Preheat your oven to 400°F (200°C). Slice the top off the garlic bulbs to expose the cloves, drizzle with olive oil, wrap in foil, and roast for about 30-40 minutes until soft and fragrant. Let cool slightly.
Meanwhile, peel and dice the potatoes into small, even chunks to promote even cooking. Place them in the slow cooker.
Once the garlic has cooled enough to handle, squeeze out the soft roasted garlic cloves into a small bowl and mash them into a smooth paste. Add a bit of olive oil if needed to help smooth it out.
Pour the vegetable broth over the diced potatoes in the slow cooker. Stir in the mashed roasted garlic to evenly distribute its rich aroma and flavor.
Cover the slow cooker with its lid and cook on low for 6 hours, or until the potatoes are very tender and easily mashable.

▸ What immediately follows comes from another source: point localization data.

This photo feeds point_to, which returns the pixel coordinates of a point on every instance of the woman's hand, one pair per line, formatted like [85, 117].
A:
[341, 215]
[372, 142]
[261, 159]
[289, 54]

The house will fill with a wonderful roasted garlic scent.
Once cooked, use an immersion blender directly in the slow cooker—or transfer the mixture to a blender in batches—to blend until smooth and creamy. Be careful with hot liquids.
Return the blended soup to the slow cooker if needed, then stir in heavy cream for extra richness. Season with salt and black pepper to taste.
Adjust the seasoning if necessary, adding more salt, pepper, or a dash of herbs. Let the soup heat through for a few more minutes.
Test the soup’s consistency and seasoning, then ladle into bowls. The soup should be velvety, fragrant, and piping hot, ready to enjoy.